На глаза у девушки навернулись слёзы, когда она протянула подарок. Надо сказать, перстень был великоват для неё — это было особо заметно, когда она крутила его в изящных тонких пальцах.
Я с лёгким недоумением взял кольцо, посмотрел на круглый вправленный камушек. Кажется, насколько я мог соображать, это был эфирус, но на нём каким-то неведомым образом было изображено птичье пёрышко.
— Это моего деда… ну, передаётся у нас… и я отдаю… — срывающимся голосом сказала Перовская, готовясь разрыдаться, — Ловец Удачи…
Эх, Лена, это ведь всё прекрасно, но у меня нет времени на сантименты. Хотя я прекрасно чувствовал, как ей дорога эта вещица.
Не зная, что ещё делать, я взял девушку за талию, притянул и поцеловал. Она, естественно, ответила.
Мой Василий вдруг выдал целый гормональный букет, и я, понимая, что дальше с телом могут быть проблемы, оторвался от Елены и твёрдо сказал:
— А теперь мне пора.
* * *
Во дворе никого не было видно.
Фонари на столбах и на стене академии едва освещали мощёный двор, и от этого мерещилось, что тень от каждого куста или деревца — это затаившийся Страж Душ.
Жёлтая Луна, которая так нахально била в окна вечером, посреди ночи уже куда-то смылась, и в мире царила кромешная темнота.

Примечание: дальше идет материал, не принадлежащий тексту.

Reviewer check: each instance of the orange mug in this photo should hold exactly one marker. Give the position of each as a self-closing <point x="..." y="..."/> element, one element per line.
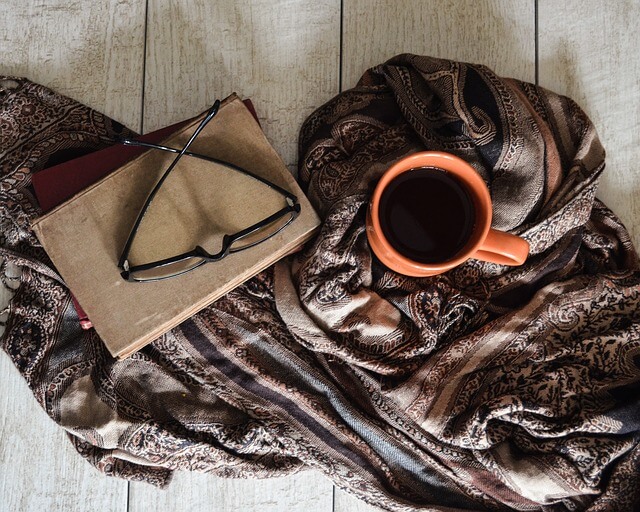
<point x="430" y="212"/>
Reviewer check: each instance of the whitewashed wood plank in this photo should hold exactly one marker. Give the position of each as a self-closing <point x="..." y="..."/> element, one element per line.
<point x="304" y="492"/>
<point x="39" y="468"/>
<point x="497" y="33"/>
<point x="283" y="55"/>
<point x="92" y="52"/>
<point x="594" y="60"/>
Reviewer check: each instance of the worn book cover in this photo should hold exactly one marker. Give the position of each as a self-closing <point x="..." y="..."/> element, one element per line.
<point x="199" y="203"/>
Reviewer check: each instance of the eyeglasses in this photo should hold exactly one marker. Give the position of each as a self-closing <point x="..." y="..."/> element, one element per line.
<point x="231" y="243"/>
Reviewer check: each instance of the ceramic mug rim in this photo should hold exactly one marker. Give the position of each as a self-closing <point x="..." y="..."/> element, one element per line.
<point x="472" y="182"/>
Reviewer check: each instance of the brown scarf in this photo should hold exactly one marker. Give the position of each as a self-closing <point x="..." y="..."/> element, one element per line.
<point x="484" y="388"/>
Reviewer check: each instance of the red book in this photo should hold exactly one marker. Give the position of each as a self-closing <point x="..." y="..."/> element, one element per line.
<point x="54" y="185"/>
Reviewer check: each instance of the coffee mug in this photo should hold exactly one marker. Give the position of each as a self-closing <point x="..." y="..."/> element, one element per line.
<point x="430" y="212"/>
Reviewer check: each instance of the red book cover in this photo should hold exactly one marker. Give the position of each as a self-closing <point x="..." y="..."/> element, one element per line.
<point x="54" y="185"/>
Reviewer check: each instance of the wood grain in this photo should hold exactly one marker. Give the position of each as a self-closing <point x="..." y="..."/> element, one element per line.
<point x="283" y="55"/>
<point x="39" y="469"/>
<point x="594" y="60"/>
<point x="304" y="492"/>
<point x="499" y="34"/>
<point x="90" y="51"/>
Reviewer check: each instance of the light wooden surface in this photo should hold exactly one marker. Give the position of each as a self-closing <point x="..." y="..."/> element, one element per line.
<point x="289" y="57"/>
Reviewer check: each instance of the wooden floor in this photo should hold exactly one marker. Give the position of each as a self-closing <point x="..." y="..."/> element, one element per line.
<point x="150" y="63"/>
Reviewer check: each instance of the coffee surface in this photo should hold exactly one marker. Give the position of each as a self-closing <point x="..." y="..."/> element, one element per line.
<point x="427" y="215"/>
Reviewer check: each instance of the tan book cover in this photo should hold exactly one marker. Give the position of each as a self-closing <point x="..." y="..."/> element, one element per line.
<point x="199" y="203"/>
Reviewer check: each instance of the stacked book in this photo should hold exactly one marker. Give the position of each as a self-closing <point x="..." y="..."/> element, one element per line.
<point x="92" y="202"/>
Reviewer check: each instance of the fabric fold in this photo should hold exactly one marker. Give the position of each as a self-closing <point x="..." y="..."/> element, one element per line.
<point x="484" y="388"/>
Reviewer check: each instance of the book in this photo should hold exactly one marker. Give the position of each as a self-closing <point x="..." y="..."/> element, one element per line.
<point x="84" y="236"/>
<point x="58" y="183"/>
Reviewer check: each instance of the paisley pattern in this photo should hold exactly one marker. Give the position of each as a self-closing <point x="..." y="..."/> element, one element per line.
<point x="485" y="388"/>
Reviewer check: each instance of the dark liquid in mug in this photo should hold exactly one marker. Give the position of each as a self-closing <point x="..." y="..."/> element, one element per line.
<point x="427" y="215"/>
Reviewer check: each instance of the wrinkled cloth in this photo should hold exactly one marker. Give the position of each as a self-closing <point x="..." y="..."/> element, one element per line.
<point x="485" y="388"/>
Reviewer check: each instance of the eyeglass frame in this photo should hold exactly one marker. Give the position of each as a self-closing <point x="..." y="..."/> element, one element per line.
<point x="292" y="208"/>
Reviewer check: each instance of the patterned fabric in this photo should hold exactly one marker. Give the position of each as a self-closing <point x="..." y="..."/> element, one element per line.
<point x="485" y="388"/>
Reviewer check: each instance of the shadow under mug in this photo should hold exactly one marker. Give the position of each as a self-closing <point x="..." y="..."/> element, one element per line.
<point x="484" y="243"/>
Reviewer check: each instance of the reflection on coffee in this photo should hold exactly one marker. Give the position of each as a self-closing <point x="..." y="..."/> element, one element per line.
<point x="426" y="215"/>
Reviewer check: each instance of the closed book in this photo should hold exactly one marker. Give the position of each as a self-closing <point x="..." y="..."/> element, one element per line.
<point x="199" y="203"/>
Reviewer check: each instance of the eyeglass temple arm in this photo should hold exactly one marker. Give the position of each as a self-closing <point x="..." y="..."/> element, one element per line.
<point x="133" y="142"/>
<point x="123" y="263"/>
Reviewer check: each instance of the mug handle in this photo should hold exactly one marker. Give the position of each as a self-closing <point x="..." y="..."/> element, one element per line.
<point x="502" y="248"/>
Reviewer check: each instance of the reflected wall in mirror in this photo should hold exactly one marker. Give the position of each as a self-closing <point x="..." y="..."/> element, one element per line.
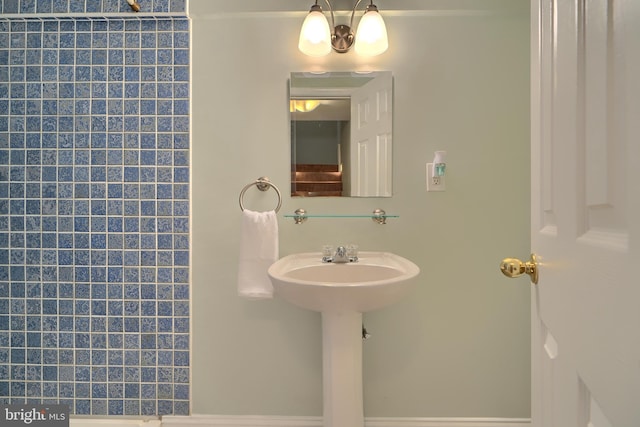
<point x="341" y="133"/>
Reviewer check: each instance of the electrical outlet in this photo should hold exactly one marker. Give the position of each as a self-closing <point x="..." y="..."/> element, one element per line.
<point x="434" y="183"/>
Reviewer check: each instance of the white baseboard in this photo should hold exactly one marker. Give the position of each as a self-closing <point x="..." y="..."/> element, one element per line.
<point x="273" y="421"/>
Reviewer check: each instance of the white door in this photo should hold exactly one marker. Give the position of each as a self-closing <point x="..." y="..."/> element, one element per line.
<point x="371" y="125"/>
<point x="585" y="214"/>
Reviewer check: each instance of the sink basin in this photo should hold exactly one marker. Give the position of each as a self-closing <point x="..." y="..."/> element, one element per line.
<point x="342" y="292"/>
<point x="376" y="280"/>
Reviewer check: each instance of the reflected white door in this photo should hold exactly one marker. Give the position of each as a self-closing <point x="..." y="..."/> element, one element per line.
<point x="586" y="212"/>
<point x="371" y="124"/>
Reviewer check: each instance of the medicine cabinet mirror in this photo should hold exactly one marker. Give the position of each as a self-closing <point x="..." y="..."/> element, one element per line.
<point x="341" y="133"/>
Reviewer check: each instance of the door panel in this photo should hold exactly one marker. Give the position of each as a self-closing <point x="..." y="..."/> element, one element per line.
<point x="586" y="212"/>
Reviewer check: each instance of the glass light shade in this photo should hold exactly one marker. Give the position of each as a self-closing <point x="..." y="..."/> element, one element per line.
<point x="303" y="105"/>
<point x="315" y="35"/>
<point x="371" y="36"/>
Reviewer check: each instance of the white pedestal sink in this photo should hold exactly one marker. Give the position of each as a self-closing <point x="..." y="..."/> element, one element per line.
<point x="342" y="292"/>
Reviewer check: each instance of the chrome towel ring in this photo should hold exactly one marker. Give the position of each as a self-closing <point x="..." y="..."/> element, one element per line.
<point x="263" y="183"/>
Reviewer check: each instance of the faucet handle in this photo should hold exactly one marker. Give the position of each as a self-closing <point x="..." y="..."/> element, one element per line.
<point x="352" y="250"/>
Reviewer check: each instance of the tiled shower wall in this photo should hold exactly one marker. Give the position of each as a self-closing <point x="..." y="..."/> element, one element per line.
<point x="94" y="205"/>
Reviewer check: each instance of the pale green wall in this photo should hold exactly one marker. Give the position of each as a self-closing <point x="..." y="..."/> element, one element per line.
<point x="459" y="345"/>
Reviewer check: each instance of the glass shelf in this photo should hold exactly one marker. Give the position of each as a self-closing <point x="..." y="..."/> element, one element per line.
<point x="339" y="216"/>
<point x="379" y="216"/>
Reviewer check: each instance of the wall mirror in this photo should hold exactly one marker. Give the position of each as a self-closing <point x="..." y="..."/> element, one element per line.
<point x="341" y="133"/>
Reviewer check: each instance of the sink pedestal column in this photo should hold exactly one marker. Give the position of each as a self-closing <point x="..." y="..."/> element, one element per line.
<point x="342" y="369"/>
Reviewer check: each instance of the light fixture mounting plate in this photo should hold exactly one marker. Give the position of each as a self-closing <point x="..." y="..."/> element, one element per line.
<point x="342" y="38"/>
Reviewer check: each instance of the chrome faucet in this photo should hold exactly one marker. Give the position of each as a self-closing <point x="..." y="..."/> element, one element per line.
<point x="341" y="256"/>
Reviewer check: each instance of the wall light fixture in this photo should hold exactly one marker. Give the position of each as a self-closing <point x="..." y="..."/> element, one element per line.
<point x="317" y="38"/>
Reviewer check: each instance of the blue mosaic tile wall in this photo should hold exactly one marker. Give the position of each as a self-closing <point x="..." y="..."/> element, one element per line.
<point x="94" y="208"/>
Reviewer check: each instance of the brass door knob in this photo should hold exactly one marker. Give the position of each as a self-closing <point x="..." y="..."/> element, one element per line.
<point x="513" y="267"/>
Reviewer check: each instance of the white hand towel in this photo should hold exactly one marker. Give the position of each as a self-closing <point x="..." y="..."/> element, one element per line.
<point x="258" y="250"/>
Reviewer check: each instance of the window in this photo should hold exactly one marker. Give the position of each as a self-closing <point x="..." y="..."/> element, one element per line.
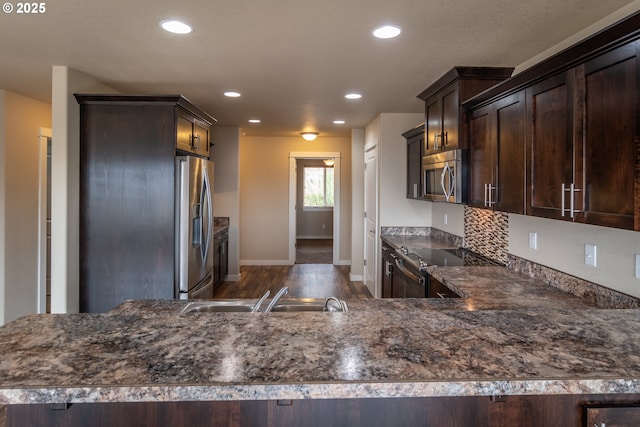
<point x="318" y="187"/>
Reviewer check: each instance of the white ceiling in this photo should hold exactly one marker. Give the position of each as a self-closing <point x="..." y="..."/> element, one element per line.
<point x="292" y="60"/>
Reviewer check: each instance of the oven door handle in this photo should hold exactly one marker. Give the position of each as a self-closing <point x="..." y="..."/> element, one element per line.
<point x="408" y="273"/>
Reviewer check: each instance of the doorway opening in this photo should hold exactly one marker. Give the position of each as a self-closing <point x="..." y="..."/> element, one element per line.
<point x="314" y="214"/>
<point x="323" y="211"/>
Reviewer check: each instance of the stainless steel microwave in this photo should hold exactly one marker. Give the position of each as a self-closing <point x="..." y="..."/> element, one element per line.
<point x="442" y="176"/>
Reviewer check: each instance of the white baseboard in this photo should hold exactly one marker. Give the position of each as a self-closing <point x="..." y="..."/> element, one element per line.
<point x="265" y="262"/>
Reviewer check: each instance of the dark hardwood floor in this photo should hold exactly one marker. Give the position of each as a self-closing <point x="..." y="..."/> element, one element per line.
<point x="303" y="280"/>
<point x="314" y="251"/>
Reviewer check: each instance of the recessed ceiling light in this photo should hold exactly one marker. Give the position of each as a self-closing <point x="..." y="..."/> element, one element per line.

Даже Маловратск за кованой оградой академии, казалось, с трудом отбивался от неё своим скудным освещением.
Я шёл, особо не таясь, просто выбирая маршруты преимущественно в тени.
Здоровяк позади так и крутил головой, словно из-за любого куста сейчас мог выскочить охранник. Чего Гром так их боялся? Охрана здесь в основном была «безлунной», и мы, как маги, могли легко с ними расправиться.
Елену я кое-как уговорил остаться в корпусе. Громов, если что, сможет дать дёру, а вот насчёт хрупкой девушки я не был уверен. Тем более, она сейчас была расстроена, и боец из неё был никудышный.
Один раз пришлось остановиться и присесть за живой изгородью. Мы с Громовым молча смотрели друг на друга, слушая цокающие по брусчатке каблуки ночного охранника.
— Оказалось, ты дря-а-ань, вместо сердца — Пробо-оина-а-а… — его тихий фальшивый голос разносился по пустому парку, — От меня ты отста-а-ань, унесли любовь во́-ороны-ы-ы…
Громов едва слышно усмехнулся. Видимо, ему эта песня была хорошо знакома.
Вот охранник удалился, и мы, посидев для надёжности ещё несколько секунд, двинулись дальше.
Проходя мимо лазарета, я с заметным усилием подавил в себе желание заглянуть к Соболевой. Мои пальцы коснулись стены — эх, Арина, как жаль, что у нас всё застопорилось в самом начале.
Какая-то часть меня, которая отвечала за интуицию, вдруг выдала смутное чувство — если я постараюсь, то ещё увижусь с ней.